Kim Kyong Hui and Kim Jong Un’s tottering hold on power

Kim Kyong Hui's recent reappearance reflects Kim Jong Un's weak hold on power, a North Korea analyst argues

On Jan. 25, Kim Kyong Hui, North Korean leader Kim Jong Un’s paternal aunt (and Kim Jong Il’s sister), appeared publicly for the first time in six years following her husband Jang Song Taek’s execution in 2013. North Korean state media reported that Kim accompanied Kim Jong Un to a Lunar New Year concert on that day. Her appearance is a sign that Kim Jong Un still faces obstacles to securing total control over his country.

Some have suggested that Kim Kyong Hui’s reappearance means that Kim Jong Un has finally begun to stand alone. In other words, only because he felt secure in his firm grasp on power did he reintroduce her to the public eye in spite of their thorny relationship. Others have claimed that the move was aimed at drumming up public support for the “frontal breakthrough offensive” officially announced at the 5th Plenary Meeting of the 7th Central Committee of the Workers’ Party of Korea (WPK), by playing up ideas of unity in the Mount Paektu Bloodline and familial harmony.  

On some level, these analyses make sense. North Korea currently appears to be stepping up efforts to unite the country, holding public rallies reaffirming the “frontal breakthrough offensive” proposed by Kim Jong Un. Bringing in a figure as symbolic as Kim Kyong Hui at such a time would not only consolidate Kim Jong Un’s autocratic rule even further, it would accentuate anti-American sentiment, impose austerity on the people, and provide justification for the “frontal breakthrough offensive.” 

Yet from another perspective, Kim Kyong Hui’s reemergence speaks to the fact that Kim Jong Un’s level of control over the regime is still imperfect. Firstly, the timing of Kim Kyong Hui’s reappearance is suspicious. If Kim Jong Un truly has taken total command of the North Korean regime and wanted to put his confidence on display, doing so immediately after announcing the completion of North Korea’s nuclear armament in late November 2017 would have been much more timely. At the time, tensions between North Korea and the US were so high that war seemed imminent and North Korea repeatedly emphasized its “strategic position.” Wouldn’t this have been the best time to put forward someone like Kim Kyong Hui, an icon of the Mount Paektu bloodline, so that she could elevate Kim Jong Un’s greatness and maximize regime unity? 


Yet with little to show for the denuclearization negotiations with the US, North Koreans are increasingly dissatisfied with the current state of affairs. The fact that Kim Jong Un, now on the defensive, summoned someone as symbolic as Kim Kyong Hui indicates that the situation is precarious. It seems that if Kim Jong Un really wanted to put his confidence in standing alone and achieving full regime control on display, he wouldn’t need to bring Kim Kyong Hui back into the picture. That Kim Jong Un needs to borrow Kim Kyong Hui’s cachet shows that things aren’t going well for him.  
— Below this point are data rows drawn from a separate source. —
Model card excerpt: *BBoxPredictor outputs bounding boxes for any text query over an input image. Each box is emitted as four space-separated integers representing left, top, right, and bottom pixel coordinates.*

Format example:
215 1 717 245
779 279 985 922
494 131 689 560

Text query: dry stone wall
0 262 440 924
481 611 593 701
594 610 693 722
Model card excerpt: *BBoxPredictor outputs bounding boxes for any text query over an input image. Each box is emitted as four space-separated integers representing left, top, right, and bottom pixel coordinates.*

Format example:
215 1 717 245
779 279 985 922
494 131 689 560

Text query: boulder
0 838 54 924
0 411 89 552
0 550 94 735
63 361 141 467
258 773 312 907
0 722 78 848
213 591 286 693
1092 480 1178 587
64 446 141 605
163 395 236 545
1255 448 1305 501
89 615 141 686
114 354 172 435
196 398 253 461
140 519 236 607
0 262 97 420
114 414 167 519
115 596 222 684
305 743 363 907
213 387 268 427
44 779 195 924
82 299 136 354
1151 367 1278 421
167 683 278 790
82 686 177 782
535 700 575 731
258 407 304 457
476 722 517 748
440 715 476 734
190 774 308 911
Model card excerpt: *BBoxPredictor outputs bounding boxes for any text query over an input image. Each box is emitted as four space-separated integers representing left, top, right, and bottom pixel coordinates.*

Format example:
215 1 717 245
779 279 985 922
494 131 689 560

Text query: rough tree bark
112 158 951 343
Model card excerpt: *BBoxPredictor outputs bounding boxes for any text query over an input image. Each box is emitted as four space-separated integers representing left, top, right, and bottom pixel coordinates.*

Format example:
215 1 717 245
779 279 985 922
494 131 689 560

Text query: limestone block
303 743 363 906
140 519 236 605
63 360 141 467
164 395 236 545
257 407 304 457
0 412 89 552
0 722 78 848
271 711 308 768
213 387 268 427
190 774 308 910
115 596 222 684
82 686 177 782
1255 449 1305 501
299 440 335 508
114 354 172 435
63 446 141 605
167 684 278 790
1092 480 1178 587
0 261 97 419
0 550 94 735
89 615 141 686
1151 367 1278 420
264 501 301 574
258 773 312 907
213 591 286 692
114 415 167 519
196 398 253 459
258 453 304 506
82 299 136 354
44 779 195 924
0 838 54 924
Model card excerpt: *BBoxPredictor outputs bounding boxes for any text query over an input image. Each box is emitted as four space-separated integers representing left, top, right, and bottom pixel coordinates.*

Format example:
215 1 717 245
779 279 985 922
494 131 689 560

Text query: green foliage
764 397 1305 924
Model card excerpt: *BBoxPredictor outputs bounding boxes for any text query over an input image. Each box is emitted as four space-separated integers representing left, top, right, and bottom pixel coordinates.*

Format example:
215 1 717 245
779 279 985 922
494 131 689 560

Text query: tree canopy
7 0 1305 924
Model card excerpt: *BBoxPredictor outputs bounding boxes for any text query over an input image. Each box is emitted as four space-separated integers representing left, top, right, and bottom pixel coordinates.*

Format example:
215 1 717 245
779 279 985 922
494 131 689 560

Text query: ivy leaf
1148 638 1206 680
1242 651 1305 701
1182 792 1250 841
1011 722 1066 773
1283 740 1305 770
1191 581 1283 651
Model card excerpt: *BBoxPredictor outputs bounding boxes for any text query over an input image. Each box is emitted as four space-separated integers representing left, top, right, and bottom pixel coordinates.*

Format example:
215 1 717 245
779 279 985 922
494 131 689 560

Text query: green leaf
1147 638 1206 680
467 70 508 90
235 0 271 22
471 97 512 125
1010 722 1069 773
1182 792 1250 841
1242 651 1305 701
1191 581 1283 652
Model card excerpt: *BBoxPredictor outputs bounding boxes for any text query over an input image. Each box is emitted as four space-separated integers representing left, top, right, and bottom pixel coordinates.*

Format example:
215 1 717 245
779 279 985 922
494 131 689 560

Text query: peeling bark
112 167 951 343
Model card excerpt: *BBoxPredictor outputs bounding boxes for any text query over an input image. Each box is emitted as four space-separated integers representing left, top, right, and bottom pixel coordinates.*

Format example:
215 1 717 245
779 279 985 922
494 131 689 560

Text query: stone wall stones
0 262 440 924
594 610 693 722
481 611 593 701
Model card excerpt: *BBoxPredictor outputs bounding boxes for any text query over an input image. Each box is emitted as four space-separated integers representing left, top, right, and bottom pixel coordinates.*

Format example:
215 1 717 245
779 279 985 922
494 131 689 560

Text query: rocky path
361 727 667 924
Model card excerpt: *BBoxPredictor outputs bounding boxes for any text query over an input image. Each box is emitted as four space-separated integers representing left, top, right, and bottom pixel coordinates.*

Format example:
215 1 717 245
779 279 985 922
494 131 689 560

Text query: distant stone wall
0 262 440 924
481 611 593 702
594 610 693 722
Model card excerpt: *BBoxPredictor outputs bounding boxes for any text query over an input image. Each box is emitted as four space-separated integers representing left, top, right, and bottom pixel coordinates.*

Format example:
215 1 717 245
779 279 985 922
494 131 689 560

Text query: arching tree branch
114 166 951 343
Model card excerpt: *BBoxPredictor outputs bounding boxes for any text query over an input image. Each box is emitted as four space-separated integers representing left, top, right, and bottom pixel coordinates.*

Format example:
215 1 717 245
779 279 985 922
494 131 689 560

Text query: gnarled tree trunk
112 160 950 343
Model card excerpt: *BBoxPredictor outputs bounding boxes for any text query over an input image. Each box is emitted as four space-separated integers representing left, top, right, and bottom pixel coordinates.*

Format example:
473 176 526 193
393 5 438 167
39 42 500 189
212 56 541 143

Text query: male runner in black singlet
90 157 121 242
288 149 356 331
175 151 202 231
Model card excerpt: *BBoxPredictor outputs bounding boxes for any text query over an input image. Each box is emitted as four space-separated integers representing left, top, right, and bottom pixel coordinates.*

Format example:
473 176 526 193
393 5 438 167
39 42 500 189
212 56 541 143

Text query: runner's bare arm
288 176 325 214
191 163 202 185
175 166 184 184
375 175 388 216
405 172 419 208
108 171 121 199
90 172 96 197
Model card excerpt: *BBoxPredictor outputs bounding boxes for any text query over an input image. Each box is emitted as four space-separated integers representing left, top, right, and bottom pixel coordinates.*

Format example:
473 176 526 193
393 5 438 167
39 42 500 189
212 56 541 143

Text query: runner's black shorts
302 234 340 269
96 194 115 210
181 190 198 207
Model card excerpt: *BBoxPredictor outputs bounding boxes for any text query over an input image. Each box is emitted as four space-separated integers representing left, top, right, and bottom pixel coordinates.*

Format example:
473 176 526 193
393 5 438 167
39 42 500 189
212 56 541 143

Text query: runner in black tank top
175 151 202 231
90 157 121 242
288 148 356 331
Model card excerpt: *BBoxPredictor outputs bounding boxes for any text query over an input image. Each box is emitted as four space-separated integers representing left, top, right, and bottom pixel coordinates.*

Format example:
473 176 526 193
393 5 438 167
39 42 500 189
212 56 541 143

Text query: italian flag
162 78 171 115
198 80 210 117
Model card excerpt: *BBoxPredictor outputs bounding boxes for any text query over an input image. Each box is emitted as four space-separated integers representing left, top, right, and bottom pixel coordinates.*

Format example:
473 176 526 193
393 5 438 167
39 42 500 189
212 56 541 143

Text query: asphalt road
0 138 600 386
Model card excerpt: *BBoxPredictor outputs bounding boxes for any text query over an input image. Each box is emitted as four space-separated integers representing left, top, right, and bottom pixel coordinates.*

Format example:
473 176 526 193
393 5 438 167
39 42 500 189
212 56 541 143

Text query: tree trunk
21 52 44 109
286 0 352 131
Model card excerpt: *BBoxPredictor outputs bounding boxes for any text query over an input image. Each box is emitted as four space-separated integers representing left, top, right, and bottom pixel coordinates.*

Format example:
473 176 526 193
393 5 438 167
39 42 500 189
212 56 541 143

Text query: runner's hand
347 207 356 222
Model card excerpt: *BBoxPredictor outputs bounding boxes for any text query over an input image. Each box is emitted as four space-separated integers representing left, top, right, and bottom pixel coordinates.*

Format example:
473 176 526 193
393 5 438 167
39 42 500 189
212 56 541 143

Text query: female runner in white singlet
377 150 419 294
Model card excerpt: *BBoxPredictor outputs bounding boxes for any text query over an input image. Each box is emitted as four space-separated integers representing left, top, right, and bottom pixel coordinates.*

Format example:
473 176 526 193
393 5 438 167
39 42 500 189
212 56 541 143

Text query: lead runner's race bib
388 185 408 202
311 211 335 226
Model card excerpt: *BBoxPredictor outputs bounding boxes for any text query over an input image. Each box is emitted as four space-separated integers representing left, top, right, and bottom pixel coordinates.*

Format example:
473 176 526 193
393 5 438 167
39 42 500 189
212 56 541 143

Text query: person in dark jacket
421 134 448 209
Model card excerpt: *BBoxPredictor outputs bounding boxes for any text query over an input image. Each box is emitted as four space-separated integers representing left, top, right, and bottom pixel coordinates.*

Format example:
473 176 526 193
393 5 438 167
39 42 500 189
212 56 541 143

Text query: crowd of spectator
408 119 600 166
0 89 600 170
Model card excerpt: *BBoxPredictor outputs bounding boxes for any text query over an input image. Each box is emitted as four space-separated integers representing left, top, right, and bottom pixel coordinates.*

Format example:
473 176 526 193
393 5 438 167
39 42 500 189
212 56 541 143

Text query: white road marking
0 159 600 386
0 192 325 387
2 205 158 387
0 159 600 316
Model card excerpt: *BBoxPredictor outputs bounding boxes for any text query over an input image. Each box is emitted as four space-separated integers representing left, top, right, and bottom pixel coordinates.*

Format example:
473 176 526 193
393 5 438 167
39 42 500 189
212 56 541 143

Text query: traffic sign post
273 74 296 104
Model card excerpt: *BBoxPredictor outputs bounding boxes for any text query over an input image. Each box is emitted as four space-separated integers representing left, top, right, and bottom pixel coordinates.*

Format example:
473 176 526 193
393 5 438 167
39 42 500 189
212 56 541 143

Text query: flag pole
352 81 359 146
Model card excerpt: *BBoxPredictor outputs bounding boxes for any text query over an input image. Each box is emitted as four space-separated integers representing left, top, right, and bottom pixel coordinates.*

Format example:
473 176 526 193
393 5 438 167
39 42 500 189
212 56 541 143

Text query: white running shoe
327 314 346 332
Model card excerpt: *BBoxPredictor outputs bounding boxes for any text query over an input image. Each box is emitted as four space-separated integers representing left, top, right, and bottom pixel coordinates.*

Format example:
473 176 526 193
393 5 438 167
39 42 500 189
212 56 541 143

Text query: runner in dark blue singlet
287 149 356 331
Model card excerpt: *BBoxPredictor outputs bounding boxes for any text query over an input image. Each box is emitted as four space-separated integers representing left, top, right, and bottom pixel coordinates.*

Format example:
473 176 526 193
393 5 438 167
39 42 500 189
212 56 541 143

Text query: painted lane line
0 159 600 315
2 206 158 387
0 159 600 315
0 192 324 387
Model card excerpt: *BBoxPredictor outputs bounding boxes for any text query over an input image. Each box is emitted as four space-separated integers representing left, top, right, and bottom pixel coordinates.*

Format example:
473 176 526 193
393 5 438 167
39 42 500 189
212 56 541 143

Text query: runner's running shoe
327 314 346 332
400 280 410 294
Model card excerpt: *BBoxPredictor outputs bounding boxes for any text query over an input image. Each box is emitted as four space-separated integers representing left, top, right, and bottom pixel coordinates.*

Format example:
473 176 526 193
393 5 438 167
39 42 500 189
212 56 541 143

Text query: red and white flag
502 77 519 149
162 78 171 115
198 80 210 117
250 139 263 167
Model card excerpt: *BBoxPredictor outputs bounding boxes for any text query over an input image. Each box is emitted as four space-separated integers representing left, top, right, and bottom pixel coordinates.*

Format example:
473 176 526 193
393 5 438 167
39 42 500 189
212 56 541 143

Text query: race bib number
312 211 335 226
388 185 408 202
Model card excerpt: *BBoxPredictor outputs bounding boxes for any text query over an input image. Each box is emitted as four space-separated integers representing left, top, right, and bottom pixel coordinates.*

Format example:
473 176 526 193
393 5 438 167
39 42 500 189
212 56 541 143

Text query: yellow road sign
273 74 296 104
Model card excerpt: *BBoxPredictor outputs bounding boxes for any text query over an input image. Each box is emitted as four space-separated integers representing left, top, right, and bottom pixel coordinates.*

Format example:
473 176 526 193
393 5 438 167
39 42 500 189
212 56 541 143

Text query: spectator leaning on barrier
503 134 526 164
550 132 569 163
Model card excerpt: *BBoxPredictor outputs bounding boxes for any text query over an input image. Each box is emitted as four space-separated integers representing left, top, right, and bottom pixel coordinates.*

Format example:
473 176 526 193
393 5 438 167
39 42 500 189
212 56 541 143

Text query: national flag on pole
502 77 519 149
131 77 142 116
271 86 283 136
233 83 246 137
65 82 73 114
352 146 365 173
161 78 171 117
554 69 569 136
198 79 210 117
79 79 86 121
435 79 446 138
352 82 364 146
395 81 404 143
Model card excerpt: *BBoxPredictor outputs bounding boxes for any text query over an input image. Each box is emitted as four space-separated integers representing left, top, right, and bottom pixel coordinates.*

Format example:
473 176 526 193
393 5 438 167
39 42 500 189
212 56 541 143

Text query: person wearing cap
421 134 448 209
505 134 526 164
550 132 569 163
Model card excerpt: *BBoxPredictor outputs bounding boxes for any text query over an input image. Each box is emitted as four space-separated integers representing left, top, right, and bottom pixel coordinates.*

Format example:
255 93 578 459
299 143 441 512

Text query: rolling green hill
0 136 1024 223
Secondly, Kim Kyong Hui’s reemergence can also be read as a sign that North Korea is moving toward hardline conservatism. Not long ago, North Korea appointed Ri Son Gwon as the new minister of foreign affairs. A close confidante of Kim Yong Chol, who was until recently the head of the United Front Department (UFD), Ri is seen as part of the same group of hardliners. In this context, reintroducing Kim Kyong Hui, a “hardline reactionary,” can be seen as a roundabout expression of Kim Jong Un’s will to intensify the fight against “non-socialism” and “anti-socialism.” Of course, with no official title in the WPK, it is highly unlikely that Kim Kyong Hui will actually exercise any political influence.


Nonetheless, when taking into account the symbolism embodied by Kim Kyong Hui, Kim Jong Un has revealed the extent in which he wants to impose control over his society. Yet if Kim felt secure in his own ability to rally the country around his authority, he would not need to employ the symbolism of Kim Kyong Hui. This, again, suggests that his power base is weak. 

That Kim Jong Un is suddenly emphasizing internal unity, frontal breakthrough, and the greatness of the Mount Paektu bloodline, shows how unfavorable both the international and domestic state of affairs are to him. With North Koreans impatiently waiting for international sanctions to be lifted, propaganda efforts for overcoming the crisis with austerity measures and escalated anti-Americanism have limited effectiveness.

These propaganda efforts are meant to hold the critical turning point for a little longer; however, when they finally lose steam, North Korea may find itself caught up in an immense wave of change. The South Korean government, for its part, must take all potential situations that could occur in North Korea into account.

The author is a researcher at the Institute for North Korean Studies, the oldest research academy of its kind in South Korea.